The 280E is powered by a 2.8 liter version of the M110 that makes 140 horsepower and 145 ft-lbs of torque, numbers 40 hp down from the less emissions compromised European version.
As expected, this one is equipped with an automatic transmission, but they were available with a 4 speed.
See this car pop back up for sale at a much higher price? email us here: tips@dailyturismo.com
Pros: No Diesel fumes to choke on
Cons: No Diesel-like gas milage with this engine
Anon: see Commandment the Second below.

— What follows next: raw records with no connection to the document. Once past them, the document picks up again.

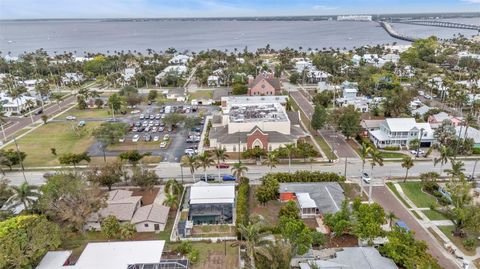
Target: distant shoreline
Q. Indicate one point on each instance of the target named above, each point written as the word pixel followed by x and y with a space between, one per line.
pixel 267 18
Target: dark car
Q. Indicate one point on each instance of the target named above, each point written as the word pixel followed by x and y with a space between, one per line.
pixel 209 178
pixel 228 178
pixel 222 165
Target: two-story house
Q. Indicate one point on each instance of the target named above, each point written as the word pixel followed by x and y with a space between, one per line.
pixel 400 131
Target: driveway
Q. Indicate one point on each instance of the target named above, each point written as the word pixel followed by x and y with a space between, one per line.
pixel 385 198
pixel 338 144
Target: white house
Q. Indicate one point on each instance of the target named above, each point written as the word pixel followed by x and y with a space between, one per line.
pixel 16 105
pixel 180 59
pixel 400 131
pixel 72 78
pixel 113 255
pixel 128 74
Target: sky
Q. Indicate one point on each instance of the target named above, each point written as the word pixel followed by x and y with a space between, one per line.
pixel 44 9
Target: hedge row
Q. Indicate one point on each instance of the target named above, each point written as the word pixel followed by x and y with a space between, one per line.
pixel 305 176
pixel 242 202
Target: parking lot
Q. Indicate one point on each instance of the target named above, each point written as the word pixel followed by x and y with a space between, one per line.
pixel 149 133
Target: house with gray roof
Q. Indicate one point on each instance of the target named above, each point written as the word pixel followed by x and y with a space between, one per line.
pixel 400 131
pixel 352 258
pixel 313 198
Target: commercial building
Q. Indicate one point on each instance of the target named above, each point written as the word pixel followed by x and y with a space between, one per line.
pixel 264 84
pixel 211 203
pixel 254 122
pixel 400 131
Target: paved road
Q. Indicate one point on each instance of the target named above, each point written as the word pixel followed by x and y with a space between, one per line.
pixel 338 144
pixel 382 195
pixel 50 110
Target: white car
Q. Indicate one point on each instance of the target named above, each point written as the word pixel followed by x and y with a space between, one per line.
pixel 366 178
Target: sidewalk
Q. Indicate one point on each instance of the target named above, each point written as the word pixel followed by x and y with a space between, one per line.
pixel 427 223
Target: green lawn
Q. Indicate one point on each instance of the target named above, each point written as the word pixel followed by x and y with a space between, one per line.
pixel 325 147
pixel 201 94
pixel 414 192
pixel 58 135
pixel 392 154
pixel 434 215
pixel 394 190
pixel 89 113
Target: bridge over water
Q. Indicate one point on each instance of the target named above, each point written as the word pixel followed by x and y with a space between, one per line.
pixel 444 24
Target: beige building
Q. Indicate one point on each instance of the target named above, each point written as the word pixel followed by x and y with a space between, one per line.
pixel 254 122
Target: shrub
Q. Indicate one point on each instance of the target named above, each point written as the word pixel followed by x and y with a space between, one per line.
pixel 242 202
pixel 184 248
pixel 469 243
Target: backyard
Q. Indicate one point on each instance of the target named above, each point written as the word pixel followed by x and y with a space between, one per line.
pixel 58 135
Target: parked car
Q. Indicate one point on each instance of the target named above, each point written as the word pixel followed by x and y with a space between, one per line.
pixel 402 224
pixel 222 165
pixel 228 178
pixel 366 178
pixel 208 178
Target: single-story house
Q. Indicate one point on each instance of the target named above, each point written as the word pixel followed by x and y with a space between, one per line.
pixel 313 199
pixel 128 209
pixel 113 255
pixel 471 132
pixel 351 258
pixel 211 203
pixel 150 218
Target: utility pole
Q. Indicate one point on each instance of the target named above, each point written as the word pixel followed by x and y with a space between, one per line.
pixel 20 159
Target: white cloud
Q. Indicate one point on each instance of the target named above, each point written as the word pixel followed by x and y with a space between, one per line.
pixel 324 8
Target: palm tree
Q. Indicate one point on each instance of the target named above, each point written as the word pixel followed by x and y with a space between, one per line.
pixel 204 160
pixel 191 163
pixel 407 163
pixel 445 155
pixel 239 170
pixel 220 155
pixel 171 200
pixel 290 148
pixel 391 217
pixel 271 160
pixel 456 170
pixel 377 159
pixel 254 237
pixel 173 187
pixel 24 194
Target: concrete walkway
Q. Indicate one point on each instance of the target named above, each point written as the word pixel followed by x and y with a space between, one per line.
pixel 427 223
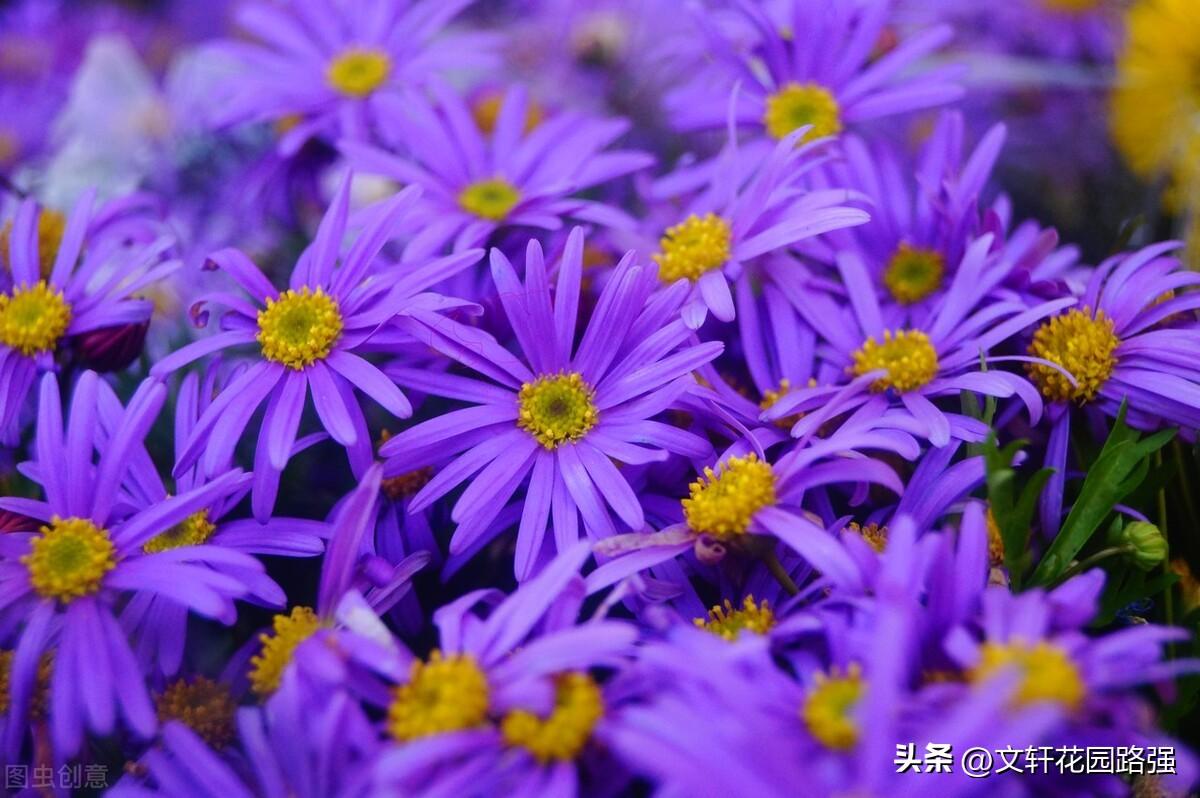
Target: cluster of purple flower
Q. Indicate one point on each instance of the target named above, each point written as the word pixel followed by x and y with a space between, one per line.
pixel 694 417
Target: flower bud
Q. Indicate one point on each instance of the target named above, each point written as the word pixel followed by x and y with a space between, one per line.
pixel 1146 544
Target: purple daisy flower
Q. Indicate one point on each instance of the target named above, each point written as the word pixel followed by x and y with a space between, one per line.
pixel 309 337
pixel 157 624
pixel 742 215
pixel 893 373
pixel 477 181
pixel 817 67
pixel 69 579
pixel 557 418
pixel 67 277
pixel 324 67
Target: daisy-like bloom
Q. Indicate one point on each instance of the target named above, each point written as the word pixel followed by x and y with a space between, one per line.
pixel 157 624
pixel 894 373
pixel 744 503
pixel 477 183
pixel 511 695
pixel 321 67
pixel 1125 340
pixel 307 339
pixel 731 223
pixel 559 417
pixel 816 67
pixel 89 558
pixel 64 280
pixel 1156 100
pixel 283 749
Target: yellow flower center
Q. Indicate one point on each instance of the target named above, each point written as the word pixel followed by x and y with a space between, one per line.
pixel 906 355
pixel 193 531
pixel 875 535
pixel 723 503
pixel 359 71
pixel 51 227
pixel 729 623
pixel 447 694
pixel 828 708
pixel 204 706
pixel 34 318
pixel 579 707
pixel 694 247
pixel 69 558
pixel 557 408
pixel 299 328
pixel 803 103
pixel 1081 343
pixel 490 198
pixel 913 274
pixel 287 633
pixel 486 112
pixel 1048 672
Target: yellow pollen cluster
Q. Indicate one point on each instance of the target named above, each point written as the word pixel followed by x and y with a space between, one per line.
pixel 729 623
pixel 193 531
pixel 557 408
pixel 906 355
pixel 34 318
pixel 694 247
pixel 299 328
pixel 447 694
pixel 579 707
pixel 287 633
pixel 359 71
pixel 1048 672
pixel 486 112
pixel 204 706
pixel 875 535
pixel 723 503
pixel 69 558
pixel 828 708
pixel 803 103
pixel 492 199
pixel 51 227
pixel 913 274
pixel 1081 343
pixel 406 485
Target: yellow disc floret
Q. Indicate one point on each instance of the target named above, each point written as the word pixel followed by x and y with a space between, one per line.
pixel 828 709
pixel 579 707
pixel 51 227
pixel 204 706
pixel 913 274
pixel 34 318
pixel 287 633
pixel 492 199
pixel 447 694
pixel 299 328
pixel 797 105
pixel 69 558
pixel 359 71
pixel 723 503
pixel 694 247
pixel 1048 673
pixel 557 408
pixel 1084 345
pixel 906 355
pixel 193 531
pixel 729 623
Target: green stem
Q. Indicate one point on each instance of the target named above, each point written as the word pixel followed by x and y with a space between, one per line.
pixel 779 573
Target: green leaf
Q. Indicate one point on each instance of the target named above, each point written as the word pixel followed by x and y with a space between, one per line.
pixel 1117 472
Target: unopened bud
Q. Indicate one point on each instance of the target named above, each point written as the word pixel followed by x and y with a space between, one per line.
pixel 1146 544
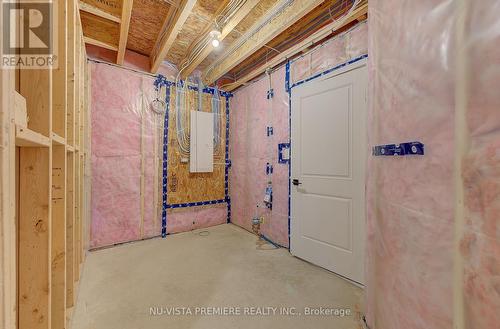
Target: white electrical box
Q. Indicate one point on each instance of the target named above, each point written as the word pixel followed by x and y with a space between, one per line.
pixel 201 142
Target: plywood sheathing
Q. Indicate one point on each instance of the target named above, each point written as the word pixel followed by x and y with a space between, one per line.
pixel 201 18
pixel 242 27
pixel 195 187
pixel 313 21
pixel 100 29
pixel 146 22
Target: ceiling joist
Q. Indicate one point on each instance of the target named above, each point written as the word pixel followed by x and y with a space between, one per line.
pixel 98 12
pixel 124 27
pixel 359 14
pixel 228 28
pixel 98 43
pixel 285 18
pixel 166 40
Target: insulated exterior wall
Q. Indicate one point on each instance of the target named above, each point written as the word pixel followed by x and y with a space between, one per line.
pixel 119 145
pixel 250 147
pixel 480 245
pixel 432 64
pixel 127 157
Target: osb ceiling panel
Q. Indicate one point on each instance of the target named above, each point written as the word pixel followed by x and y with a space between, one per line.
pixel 114 7
pixel 257 12
pixel 145 24
pixel 313 21
pixel 200 19
pixel 100 29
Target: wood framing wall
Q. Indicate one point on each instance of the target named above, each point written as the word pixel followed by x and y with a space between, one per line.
pixel 45 183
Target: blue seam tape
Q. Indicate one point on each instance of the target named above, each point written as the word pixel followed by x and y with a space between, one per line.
pixel 158 83
pixel 289 91
pixel 165 165
pixel 298 83
pixel 194 204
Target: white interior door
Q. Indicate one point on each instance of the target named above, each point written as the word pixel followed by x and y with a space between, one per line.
pixel 328 161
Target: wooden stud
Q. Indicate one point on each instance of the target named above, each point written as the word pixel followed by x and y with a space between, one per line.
pixel 29 138
pixel 59 91
pixel 71 59
pixel 124 27
pixel 8 246
pixel 34 85
pixel 70 235
pixel 235 20
pixel 285 18
pixel 34 237
pixel 98 12
pixel 165 41
pixel 58 238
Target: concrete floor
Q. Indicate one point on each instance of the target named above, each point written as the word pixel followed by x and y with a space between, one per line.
pixel 199 272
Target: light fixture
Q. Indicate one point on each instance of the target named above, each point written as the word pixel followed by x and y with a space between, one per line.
pixel 215 35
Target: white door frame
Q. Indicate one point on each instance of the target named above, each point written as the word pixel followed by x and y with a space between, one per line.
pixel 340 71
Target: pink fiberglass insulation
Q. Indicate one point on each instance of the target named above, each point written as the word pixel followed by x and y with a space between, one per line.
pixel 410 200
pixel 122 129
pixel 428 65
pixel 127 142
pixel 116 156
pixel 251 149
pixel 480 246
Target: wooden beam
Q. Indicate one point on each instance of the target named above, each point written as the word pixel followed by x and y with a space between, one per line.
pixel 165 41
pixel 124 27
pixel 101 44
pixel 98 12
pixel 286 16
pixel 228 28
pixel 360 14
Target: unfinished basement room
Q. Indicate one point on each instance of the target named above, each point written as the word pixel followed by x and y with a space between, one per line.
pixel 242 164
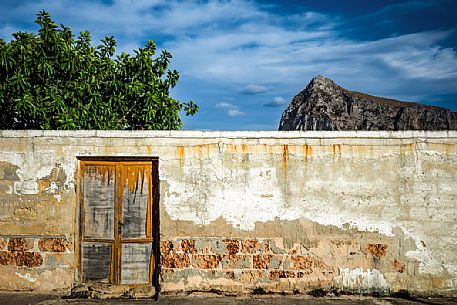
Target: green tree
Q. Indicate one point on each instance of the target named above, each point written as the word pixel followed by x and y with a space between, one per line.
pixel 51 80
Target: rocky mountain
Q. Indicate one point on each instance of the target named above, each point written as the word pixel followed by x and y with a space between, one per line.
pixel 324 105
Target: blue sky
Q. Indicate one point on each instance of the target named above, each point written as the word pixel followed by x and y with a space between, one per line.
pixel 243 61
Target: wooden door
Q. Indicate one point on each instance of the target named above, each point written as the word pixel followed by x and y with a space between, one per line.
pixel 117 222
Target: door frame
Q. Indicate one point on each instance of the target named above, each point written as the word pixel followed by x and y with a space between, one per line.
pixel 155 217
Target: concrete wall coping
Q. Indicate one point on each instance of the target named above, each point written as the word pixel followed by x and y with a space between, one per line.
pixel 228 134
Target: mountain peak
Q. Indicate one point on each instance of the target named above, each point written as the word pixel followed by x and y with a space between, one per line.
pixel 324 105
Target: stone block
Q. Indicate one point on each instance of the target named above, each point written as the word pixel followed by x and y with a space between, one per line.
pixel 188 246
pixel 26 187
pixel 6 187
pixel 8 171
pixel 254 246
pixel 378 250
pixel 398 266
pixel 253 276
pixel 171 260
pixel 20 244
pixel 166 246
pixel 299 262
pixel 206 261
pixel 236 261
pixel 267 261
pixel 280 274
pixel 52 244
pixel 232 246
pixel 28 259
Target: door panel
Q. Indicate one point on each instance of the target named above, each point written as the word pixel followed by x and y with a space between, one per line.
pixel 97 259
pixel 135 263
pixel 98 199
pixel 116 222
pixel 136 200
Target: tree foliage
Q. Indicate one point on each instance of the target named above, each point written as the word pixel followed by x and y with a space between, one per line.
pixel 51 80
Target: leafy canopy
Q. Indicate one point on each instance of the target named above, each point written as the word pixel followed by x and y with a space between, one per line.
pixel 51 80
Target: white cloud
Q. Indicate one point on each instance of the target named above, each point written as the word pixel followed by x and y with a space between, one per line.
pixel 230 109
pixel 277 101
pixel 224 45
pixel 254 89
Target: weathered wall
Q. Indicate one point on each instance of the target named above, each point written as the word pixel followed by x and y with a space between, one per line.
pixel 285 211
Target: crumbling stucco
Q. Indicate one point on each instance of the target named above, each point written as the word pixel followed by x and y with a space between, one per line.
pixel 285 211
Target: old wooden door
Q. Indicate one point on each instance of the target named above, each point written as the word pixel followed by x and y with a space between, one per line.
pixel 116 223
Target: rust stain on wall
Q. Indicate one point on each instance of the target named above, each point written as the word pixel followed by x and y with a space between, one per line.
pixel 336 149
pixel 307 151
pixel 181 155
pixel 285 157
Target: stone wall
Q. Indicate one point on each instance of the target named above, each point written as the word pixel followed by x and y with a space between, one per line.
pixel 239 211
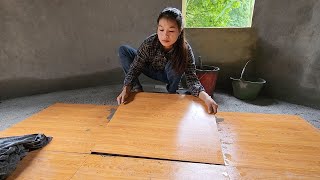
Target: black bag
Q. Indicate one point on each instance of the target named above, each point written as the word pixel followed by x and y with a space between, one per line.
pixel 13 149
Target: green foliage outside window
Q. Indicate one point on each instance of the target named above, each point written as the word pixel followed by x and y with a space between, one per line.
pixel 219 13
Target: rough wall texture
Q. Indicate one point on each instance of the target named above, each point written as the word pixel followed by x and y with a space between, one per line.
pixel 229 49
pixel 49 45
pixel 289 49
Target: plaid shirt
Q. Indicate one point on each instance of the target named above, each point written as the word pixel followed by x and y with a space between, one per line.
pixel 151 53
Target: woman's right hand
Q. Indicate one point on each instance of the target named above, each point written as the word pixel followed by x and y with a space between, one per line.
pixel 124 95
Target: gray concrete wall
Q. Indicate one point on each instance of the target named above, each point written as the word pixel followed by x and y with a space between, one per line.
pixel 227 48
pixel 289 49
pixel 49 45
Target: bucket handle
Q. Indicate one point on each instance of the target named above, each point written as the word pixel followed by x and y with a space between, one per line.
pixel 243 69
pixel 202 76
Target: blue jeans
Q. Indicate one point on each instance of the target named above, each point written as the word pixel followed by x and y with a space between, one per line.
pixel 168 75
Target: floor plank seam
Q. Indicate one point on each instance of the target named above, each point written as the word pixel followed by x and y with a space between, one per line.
pixel 152 158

Also, no gas mileage at all with a diesel…
Also a pro: No Diesel-like "acceleration". 23 seconds to 60 on an average day with the oil burner.
I had a 300TD a few years back; turbo 5-cyl diesel with 4-spd auto. I clocked it 0-60 on what felt like a "fast" day for the car (i.e. cold air temps and no weight in the cargo area) and it was 15 seconds. Not too bad compared to an even slower NA 240D or 300D. But still glacially slow! The M-B diesels seem to accelerate fine on the highway (let's say from 45 up to 70 mph) but from a stop, not so much.
I love me some OM617 but in non-turbo trim, it tops out somewhere around 80bhp stock. 23 seconds was all my friend's automatic '77 300D could muster, and that was after we cleaned and refurbished the entire fuel system from tank to injectors.
As a side note, the first Merc-to-4Runner diesel swap I ever worked on was a non-turbo OM617 in an '87 4Runner. After the swap, the trusty butt-dyno certainly thought it was faster… right up to the point where I got destroyed by a stock 22R powered 4Runner in a stoplight drag. He had 2 lengths on me by the time I hit the 40mph speed limit. From that point forward it was only turbo OM617s.
Having grown up in the city, NYC cars make me nervous. Too many scammers and fools and those miles may be low but they were hard miles.